Unsurprisingly, Yudin helped Legacy accomplish all three, as Davis Legacy Soccer Complex opened in 1998 with three grass fields that hosted multiple boys and girls teams, many of which were successful in delivering those State Cup championships.

From there, the club continued to grow in size and stature under the tutelage of Yudin, who, along with many other leaders, helped Legacy to go from a handful of teams playing on three fields to 51 teams using the 16 fields that constitute the largest soccer complex in Northern California.

“That just shows you the growth in this town, but Davis is an easy town to have soccer in,” Yudin said. “It blossomed on its own. There are so many international people in this town and it was a blessing for them to have their kids be able to play soccer.”

During that growth period, Yudin continued to coach at the club, always leading at least one team while serving as Legacy’s director. At the same time, he stood at the helm for the Davis High boys soccer team, guiding them to six section titles in a 21-year career that would eventually see him inducted into the Davis High School Hall of Fame in 2017.

As the years went on, though, Yudin began to gradually step back from both DHS and Legacy, where he found successors in David Robertson to run the coaching aspect of the club and Justyn Howard to be in charge of finances and administration.

Despite his diminished role, Yudin remains grateful to the community in Davis that has embraced the sport ever since he arrived in town nearly half a century ago.

“Davis means a lot to me because I was there at the beginning,” he said. “It’s still going and going strong and that’s one of the things I strived for all through those years, making the best decisions possible to keep the club healthy, growing, and thriving.”

Through that club, Yudin has impacted thousands of lives throughout the years, many who still consider him one of their biggest role models.

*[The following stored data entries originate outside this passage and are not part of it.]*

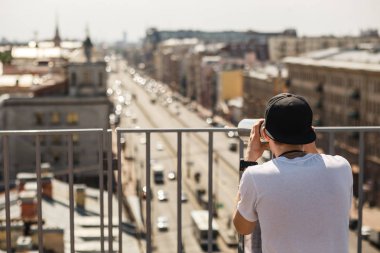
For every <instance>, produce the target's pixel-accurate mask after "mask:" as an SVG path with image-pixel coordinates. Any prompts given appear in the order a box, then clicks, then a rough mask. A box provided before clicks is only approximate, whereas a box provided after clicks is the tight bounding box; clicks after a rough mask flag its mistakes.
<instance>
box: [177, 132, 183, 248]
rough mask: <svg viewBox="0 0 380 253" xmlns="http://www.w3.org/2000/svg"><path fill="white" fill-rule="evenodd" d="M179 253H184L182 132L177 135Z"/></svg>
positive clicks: (177, 230)
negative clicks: (183, 237)
mask: <svg viewBox="0 0 380 253" xmlns="http://www.w3.org/2000/svg"><path fill="white" fill-rule="evenodd" d="M177 252H178V253H181V252H182V132H180V131H178V133H177Z"/></svg>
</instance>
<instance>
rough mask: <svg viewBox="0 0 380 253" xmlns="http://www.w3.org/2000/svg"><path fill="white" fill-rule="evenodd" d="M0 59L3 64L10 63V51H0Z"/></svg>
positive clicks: (8, 63)
mask: <svg viewBox="0 0 380 253" xmlns="http://www.w3.org/2000/svg"><path fill="white" fill-rule="evenodd" d="M0 61H1V62H2V63H3V64H10V63H11V61H12V54H11V51H4V52H0Z"/></svg>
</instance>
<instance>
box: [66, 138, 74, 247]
mask: <svg viewBox="0 0 380 253" xmlns="http://www.w3.org/2000/svg"><path fill="white" fill-rule="evenodd" d="M67 146H68V150H67V158H68V159H67V161H68V167H69V207H70V252H71V253H74V252H75V237H74V233H75V230H74V189H73V188H74V166H73V164H74V163H73V138H72V135H71V134H68V135H67Z"/></svg>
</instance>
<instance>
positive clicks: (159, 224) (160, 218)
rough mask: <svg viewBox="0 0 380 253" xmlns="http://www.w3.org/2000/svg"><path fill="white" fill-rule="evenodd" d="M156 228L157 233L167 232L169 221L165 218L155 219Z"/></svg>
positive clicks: (168, 220)
mask: <svg viewBox="0 0 380 253" xmlns="http://www.w3.org/2000/svg"><path fill="white" fill-rule="evenodd" d="M157 228H158V230H159V231H167V230H168V229H169V220H168V217H166V216H159V217H158V218H157Z"/></svg>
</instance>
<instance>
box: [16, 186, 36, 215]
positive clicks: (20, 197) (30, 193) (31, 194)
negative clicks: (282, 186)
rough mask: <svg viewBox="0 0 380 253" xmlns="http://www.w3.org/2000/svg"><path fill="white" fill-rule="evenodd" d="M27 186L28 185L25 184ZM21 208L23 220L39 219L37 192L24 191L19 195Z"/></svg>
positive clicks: (30, 191)
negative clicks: (37, 215)
mask: <svg viewBox="0 0 380 253" xmlns="http://www.w3.org/2000/svg"><path fill="white" fill-rule="evenodd" d="M25 186H27V184H25ZM19 200H20V206H21V219H22V220H24V221H30V220H35V219H36V218H37V192H36V191H31V190H29V191H22V192H21V193H20V194H19Z"/></svg>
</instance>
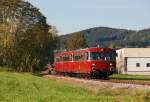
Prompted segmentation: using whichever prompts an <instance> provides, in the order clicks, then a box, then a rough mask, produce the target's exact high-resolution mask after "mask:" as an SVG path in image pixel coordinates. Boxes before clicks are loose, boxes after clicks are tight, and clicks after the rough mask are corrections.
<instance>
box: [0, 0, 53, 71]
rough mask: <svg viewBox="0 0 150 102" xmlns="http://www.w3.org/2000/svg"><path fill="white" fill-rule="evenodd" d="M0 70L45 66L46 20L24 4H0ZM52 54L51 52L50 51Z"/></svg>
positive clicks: (33, 7)
mask: <svg viewBox="0 0 150 102" xmlns="http://www.w3.org/2000/svg"><path fill="white" fill-rule="evenodd" d="M0 22H1V23H0V66H6V67H11V68H12V69H13V70H16V71H33V70H40V69H42V68H43V66H44V65H45V64H46V63H47V62H48V61H47V59H46V58H47V52H48V50H49V49H48V46H49V47H51V46H53V45H54V44H53V43H55V41H51V40H52V39H50V37H49V36H51V35H52V34H54V33H55V32H54V33H49V30H51V29H53V28H50V27H49V25H47V22H46V17H44V16H43V15H42V13H40V12H39V9H37V8H35V7H34V6H33V5H31V4H30V3H28V2H24V1H22V0H2V1H1V2H0ZM52 50H53V49H52Z"/></svg>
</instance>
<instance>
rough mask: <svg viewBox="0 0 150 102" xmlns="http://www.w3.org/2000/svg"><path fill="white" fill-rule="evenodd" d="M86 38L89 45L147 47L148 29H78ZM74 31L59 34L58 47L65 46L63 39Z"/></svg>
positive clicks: (96, 28) (95, 27)
mask: <svg viewBox="0 0 150 102" xmlns="http://www.w3.org/2000/svg"><path fill="white" fill-rule="evenodd" d="M79 32H80V33H81V34H82V35H83V36H84V37H85V38H86V40H87V44H88V46H89V47H94V46H96V45H98V44H99V45H100V46H102V47H112V46H113V47H114V46H115V47H119V48H120V47H149V46H150V29H144V30H140V31H135V30H126V29H116V28H108V27H95V28H90V29H87V30H83V31H79ZM75 33H76V32H75ZM75 33H71V34H66V35H62V36H60V37H59V38H60V47H61V48H63V49H64V48H65V41H66V40H67V39H69V37H70V36H71V35H73V34H75Z"/></svg>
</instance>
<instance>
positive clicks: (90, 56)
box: [90, 52, 116, 61]
mask: <svg viewBox="0 0 150 102" xmlns="http://www.w3.org/2000/svg"><path fill="white" fill-rule="evenodd" d="M90 59H91V60H113V61H114V60H116V53H115V52H92V53H91V54H90Z"/></svg>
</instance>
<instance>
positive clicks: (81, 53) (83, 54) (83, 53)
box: [73, 53, 88, 61]
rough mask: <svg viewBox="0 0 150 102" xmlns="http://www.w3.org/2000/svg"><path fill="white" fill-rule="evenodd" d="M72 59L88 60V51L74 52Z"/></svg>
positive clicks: (79, 60) (79, 59)
mask: <svg viewBox="0 0 150 102" xmlns="http://www.w3.org/2000/svg"><path fill="white" fill-rule="evenodd" d="M73 60H74V61H84V60H88V53H81V54H75V55H74V56H73Z"/></svg>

“I met Ashley when I was 14 and he immediately became part of my extended family because he was interested in who I was as a person,” said Janae Braun, a former Legacy player and coach and former professional soccer player. “I’m so thankful for all the time we spent together–Ashley was the first person to encourage me to just be myself as a coach. He opened an incredible amount of opportunities for me in the coaching world, but also to meet other people who have impacted my life as well. Ashley taught me how to be curious in who my players were, that way I would be able to have a bigger impact on each player. It’s a fact that there isn’t a person in youth sports who has impacted more individuals to truly love the game and love themselves as Ashely has.”

Added University of San Francisco assistant coach Sam Reynolds, a Davis Legacy alum and former professional goalkeeper: “I can’t thank him enough, aside from my own parents, I don’t think anyone has had a bigger impact on my life in soccer. I was nowhere close to one of the better players on the team, but Ashley stuck with me and created an environment for a kid who needed some direction. I really found a home within the sport because of the environment Ashley created.”

Few have interacted with Yudin as much as Davis Legacy President Josh Lutzker, the longest-serving of his role in the club’s history.

“Ashley didn’t just start a club 35 years ago, he built a family,” Lutzker said. “Thousands of kids have learned to love soccer under him, yes, but more than that, they’ve learned to show up, work hard, have grit, and become better humans. Every player at Davis Legacy, whether he coached them or not, grew up better because of the Legacy family.”